Glaciers in the Rockies could shrink 90 percent by 2100

The Athabasca Glacier in the Columbia Icefield, Alberta. Photo by JamesChen/Shutterstock

Every spring and summer, tourists from around the world flock to Jasper National Park to see the pristine frozen tundra of the Athabasca Glacier. A part of the Columbia Icefield—the largest mass of ice in the Rocky Mountains—the Athabasca is the most visited glacier in North America. But according to a new study, it could nearly disappear by 2100.

Published earlier this week in the journal of Nature Geoscience, the study predicts that thousands of glaciers in British Columbia and Alberta will shrink 70 percent by 2100, depending on the state of human-caused climate change.

According to the study, glaciers in the Rockies, which are drier than the coastal mountains, could face “ice and volume losses” that “exceed 90 percent.” The glaciers in coastal northwestern B.C. will “survive in a diminished state.”

If Canadians want to reduce how quickly the glaciers are retreating, including the Athabasca, we need to take action now.

Garry Clarke, co-author of the study and a professor emeritus in the Department of Earth, Ocean and Atmospheric Sciences at the University of British Columbia, says that if emissions are lowered, it could have a huge effect on the longevity of the glaciers.

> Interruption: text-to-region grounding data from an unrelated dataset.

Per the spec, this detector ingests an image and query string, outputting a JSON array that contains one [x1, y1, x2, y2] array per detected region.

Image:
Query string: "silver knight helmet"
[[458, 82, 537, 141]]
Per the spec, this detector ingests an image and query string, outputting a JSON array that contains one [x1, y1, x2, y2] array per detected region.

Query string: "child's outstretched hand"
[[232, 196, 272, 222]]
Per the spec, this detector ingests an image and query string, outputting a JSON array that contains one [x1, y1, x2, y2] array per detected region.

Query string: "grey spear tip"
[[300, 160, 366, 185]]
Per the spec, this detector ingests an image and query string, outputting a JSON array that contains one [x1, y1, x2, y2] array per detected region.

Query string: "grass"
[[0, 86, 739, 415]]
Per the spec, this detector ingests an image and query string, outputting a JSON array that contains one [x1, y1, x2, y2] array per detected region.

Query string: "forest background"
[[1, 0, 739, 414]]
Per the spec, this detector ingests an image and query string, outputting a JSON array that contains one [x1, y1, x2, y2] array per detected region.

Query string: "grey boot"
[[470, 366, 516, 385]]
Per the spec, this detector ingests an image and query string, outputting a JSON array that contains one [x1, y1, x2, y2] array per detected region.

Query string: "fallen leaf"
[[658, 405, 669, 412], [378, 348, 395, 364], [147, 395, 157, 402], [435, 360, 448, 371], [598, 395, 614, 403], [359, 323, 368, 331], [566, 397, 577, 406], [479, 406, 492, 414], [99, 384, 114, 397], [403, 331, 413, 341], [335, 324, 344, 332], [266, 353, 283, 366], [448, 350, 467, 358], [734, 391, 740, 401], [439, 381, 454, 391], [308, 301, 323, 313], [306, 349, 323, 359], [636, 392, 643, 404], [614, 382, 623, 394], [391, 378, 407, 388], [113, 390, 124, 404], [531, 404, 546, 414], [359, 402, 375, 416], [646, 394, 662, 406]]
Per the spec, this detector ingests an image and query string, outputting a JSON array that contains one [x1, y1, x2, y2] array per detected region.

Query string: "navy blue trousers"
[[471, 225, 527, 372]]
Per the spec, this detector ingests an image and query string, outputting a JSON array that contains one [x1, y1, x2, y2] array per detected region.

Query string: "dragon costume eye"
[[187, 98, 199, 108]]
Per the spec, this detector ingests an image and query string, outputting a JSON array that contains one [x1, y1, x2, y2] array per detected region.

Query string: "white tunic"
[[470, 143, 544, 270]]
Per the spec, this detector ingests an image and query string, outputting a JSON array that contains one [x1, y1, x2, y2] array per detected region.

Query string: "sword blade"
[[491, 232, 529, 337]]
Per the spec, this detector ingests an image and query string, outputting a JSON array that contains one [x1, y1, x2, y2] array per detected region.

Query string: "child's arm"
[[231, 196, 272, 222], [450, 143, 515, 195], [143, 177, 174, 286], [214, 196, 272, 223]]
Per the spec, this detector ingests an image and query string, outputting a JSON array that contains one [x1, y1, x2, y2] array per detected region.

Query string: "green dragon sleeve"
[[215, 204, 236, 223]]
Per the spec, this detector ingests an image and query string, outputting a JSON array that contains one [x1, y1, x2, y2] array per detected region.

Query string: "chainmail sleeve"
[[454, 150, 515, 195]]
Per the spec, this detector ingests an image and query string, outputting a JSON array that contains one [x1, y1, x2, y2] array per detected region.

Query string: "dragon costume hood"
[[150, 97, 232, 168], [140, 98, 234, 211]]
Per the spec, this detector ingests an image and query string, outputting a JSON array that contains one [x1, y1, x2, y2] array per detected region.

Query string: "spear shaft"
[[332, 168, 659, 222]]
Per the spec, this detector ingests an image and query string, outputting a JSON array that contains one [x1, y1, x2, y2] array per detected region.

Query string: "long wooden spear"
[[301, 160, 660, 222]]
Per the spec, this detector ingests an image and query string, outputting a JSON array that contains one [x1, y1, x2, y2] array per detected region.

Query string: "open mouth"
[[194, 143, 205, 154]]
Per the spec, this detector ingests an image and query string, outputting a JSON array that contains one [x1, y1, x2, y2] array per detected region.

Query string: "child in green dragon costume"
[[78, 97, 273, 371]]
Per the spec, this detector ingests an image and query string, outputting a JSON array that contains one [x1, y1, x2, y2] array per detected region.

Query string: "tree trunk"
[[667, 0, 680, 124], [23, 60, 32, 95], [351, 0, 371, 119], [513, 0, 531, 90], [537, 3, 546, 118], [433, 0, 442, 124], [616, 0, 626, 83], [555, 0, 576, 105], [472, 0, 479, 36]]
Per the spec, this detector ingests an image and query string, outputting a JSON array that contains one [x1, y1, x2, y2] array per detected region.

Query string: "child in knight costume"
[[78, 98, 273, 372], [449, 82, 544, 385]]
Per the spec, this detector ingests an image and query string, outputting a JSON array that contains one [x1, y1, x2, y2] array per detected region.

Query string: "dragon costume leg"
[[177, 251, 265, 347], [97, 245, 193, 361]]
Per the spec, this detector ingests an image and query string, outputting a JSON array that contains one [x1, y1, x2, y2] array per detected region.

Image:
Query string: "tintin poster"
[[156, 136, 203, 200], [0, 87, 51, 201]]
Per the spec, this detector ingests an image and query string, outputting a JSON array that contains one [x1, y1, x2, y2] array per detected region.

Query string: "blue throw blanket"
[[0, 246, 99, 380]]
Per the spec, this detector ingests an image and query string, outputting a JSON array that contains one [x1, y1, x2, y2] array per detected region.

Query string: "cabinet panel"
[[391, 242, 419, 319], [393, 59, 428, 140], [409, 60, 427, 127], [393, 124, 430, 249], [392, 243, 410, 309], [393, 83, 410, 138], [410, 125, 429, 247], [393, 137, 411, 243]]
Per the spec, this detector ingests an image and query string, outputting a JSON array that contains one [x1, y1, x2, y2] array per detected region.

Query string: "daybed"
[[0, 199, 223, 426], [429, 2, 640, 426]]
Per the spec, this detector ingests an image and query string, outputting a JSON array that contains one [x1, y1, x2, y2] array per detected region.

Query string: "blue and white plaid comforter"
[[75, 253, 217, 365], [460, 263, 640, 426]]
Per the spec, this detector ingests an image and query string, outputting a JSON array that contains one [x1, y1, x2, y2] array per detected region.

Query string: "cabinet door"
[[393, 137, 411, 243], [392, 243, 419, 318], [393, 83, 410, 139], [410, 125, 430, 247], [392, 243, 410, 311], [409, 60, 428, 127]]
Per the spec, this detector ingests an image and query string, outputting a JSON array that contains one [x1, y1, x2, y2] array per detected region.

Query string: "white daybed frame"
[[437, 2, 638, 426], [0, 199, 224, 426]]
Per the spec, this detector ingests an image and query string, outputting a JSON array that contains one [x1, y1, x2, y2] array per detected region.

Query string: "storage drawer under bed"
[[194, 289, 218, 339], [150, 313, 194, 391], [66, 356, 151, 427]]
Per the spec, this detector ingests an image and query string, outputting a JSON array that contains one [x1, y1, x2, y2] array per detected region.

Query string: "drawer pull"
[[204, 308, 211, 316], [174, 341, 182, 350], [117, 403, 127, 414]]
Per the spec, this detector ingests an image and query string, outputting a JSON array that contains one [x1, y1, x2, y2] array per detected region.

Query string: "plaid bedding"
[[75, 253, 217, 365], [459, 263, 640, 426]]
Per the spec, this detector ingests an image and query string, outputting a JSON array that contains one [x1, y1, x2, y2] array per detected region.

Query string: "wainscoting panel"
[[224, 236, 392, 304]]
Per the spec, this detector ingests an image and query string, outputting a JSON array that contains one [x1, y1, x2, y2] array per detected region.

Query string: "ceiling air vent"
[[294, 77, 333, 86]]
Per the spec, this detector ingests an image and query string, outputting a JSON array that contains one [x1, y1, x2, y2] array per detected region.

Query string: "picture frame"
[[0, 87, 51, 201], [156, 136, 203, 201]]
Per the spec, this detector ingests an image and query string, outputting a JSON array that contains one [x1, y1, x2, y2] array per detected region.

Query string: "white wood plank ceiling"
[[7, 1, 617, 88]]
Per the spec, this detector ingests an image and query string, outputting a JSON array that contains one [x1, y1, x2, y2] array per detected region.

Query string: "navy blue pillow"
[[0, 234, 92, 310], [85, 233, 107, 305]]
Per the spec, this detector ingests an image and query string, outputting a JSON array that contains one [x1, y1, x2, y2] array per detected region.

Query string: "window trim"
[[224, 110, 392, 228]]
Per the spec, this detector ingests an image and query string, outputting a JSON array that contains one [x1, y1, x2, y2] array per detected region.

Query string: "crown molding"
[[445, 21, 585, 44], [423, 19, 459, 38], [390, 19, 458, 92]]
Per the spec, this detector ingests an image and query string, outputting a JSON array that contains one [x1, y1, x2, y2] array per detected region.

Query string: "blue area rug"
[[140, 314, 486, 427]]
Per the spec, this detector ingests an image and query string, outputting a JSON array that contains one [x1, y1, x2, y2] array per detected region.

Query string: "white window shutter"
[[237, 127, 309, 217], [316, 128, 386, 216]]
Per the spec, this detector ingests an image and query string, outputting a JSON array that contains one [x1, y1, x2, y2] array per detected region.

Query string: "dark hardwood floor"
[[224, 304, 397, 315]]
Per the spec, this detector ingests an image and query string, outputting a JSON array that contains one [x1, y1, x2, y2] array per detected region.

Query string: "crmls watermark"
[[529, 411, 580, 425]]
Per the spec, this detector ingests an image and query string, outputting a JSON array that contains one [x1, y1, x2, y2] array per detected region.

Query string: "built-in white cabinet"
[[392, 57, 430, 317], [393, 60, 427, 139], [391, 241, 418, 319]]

And for Clarke, he hopes that the study sheds light on a problem that’s “dead serious.”

“If you look and say, ‘Here’s a glacier that you ski on right now and here’s what it will look like 20, 30, 50 years in the future’ and they can see the consequences, I think it’s a stronger message. It works a little bit more viscerally for people who are not scientists,” said Clarke in an interview with the CBC.

 

What the Columbia Icefield, which is where the Athabasca Glacier is located, could look under a low-emissions scenario. Courtesy of Garry Clarke / University of British Columbia
What the Columbia Icefield, which is where the Athabasca Glacier is located, could like look under a high-emissions scenario. Courtesy of Garry Clarke / University of British Columbia 

 

Last spring, John Wilmshurst, Jasper National Park’s resource conservation manager, told the Canadian Press that he also predicted the Athabasca Glacier will disappear.

Wilmhurst noted that experts track the growth and shrinkage by placing markers along the glacier’s edge. Markers placed in 1890 show that the Athabasca Glacier has receded by 1.5-kilometers, losing about five-meters each year.

“Absolutely the glacier will be gone,” said Wilmshurst, in an interview with the Canadian Press. “Not within my lifetime, probably, but maybe within my children’s lifetime.”